Was wondering if anyone else on here cares for a child or teenager with MS? And if there are any support groups that I can get involved with? 18 months in, to getting an MS diagnosis for my teenage daughter and 25+ similarities between MS and what has been happening with my daughter including lesions etc…, was hoping to find other parents to talk to about their experiences and how they got thru
thanks in advance
xxx
Sorry, I cant offer any advice, but just wanted to send you love and support.
pollx
Hope you receive some helpful replies. Have you tried your local MS branch?
pollx
Hi Sarah . Seems like my 16 year old daughter has ms and im totally dumbfounded . How at such a young age and hows life going to be for her. Im truely devastasted but have to put on a brave face for my family . I just dont know what to do . As you well know as a mother you would protect your children from any thing but it seems i have failed at this . Shes just started life after school. Has a job and doing a levels at college . Whats life going to chuck at her . How long has your child had ms and how does it effect them .
Hi Karanja2012,
thanks for messaging, I’m sad to hear about your daughter, my daughter is nearly 16, we’ve yet to have a diagnosis, 18 months on, she has over 25+ symptoms, similarities and lesions. Our paediatrician is refusing to refer her to a neurologist. We are having to fight so hard to get her any help, she’s having to use a crutch on the days she can’t use her legs properly. I’m scared for her exams, as she’s just had her mocks, and she was really poorly afterwards. She’d had one exam where she got over heated, and her vision went blurry and couldn’t use her arm until she’d cooled down ( about 20 mins). Her short term memory is particularly bad too.

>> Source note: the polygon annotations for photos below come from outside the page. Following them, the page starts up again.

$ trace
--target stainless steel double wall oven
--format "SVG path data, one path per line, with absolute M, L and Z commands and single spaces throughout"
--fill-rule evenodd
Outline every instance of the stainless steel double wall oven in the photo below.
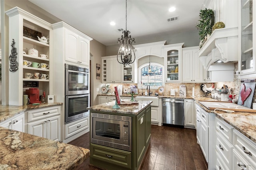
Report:
M 65 123 L 89 115 L 89 68 L 65 64 Z

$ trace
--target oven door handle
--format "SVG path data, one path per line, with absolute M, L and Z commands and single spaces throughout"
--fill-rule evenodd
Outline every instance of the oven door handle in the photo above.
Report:
M 82 73 L 82 74 L 89 74 L 89 73 L 88 72 L 83 72 L 82 71 L 75 71 L 74 70 L 68 70 L 68 72 L 77 72 L 78 73 Z
M 112 158 L 113 157 L 111 155 L 108 155 L 108 154 L 106 154 L 106 156 L 108 157 L 108 158 Z

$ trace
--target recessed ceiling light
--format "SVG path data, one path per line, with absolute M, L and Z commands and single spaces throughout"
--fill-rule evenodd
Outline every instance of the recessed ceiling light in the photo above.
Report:
M 173 12 L 175 10 L 176 10 L 176 8 L 175 8 L 175 7 L 174 7 L 174 6 L 173 6 L 172 7 L 171 7 L 170 8 L 169 8 L 169 11 L 170 12 Z
M 116 23 L 115 23 L 114 22 L 112 21 L 110 22 L 110 25 L 116 25 Z

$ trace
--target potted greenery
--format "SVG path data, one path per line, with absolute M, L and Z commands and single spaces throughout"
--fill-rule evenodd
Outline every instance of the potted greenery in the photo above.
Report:
M 205 42 L 206 37 L 210 36 L 212 33 L 212 28 L 214 24 L 214 13 L 212 10 L 205 8 L 200 10 L 199 13 L 199 23 L 196 28 L 199 30 L 200 36 L 200 47 L 201 48 Z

how did your daughter get on? How did she cope with the exams? Do u know of any parental support groups? How does your daughter feel about it? Do u have much support?
Thank you xxx
Hi sarah . I have private messaged you . Thanks x
Hi Sarah . Hope things are going as well as can be expected for you guys. Not heard from you in awhile . I have private messaged you . Helen x
Hi Hun, we are waiting til April til she’s 16, long story I’ll pm you
Sarah xx
Hey Sarah , looking forward to chatting more xx
Helen tried to pm you and it keeps failing happy to chat via mobile
let me know if you’d like my number? Or if you got my two messages xxxxx
Hi Sarah ive not got any messages im afraid . Do you have fb . Will pm you my name and number. Hopefully uou will get my messages xx
Hey sarah have private pmed you zx
Reading the above makes me want to cry. The love that a mother has for her child really is the greatest love of all. I come from long line of mothers, unfortunately I’m male and I don’t have any children. And it makes everything I achieved in my 60 years look rather small. You have to give a lot but you get a lot back.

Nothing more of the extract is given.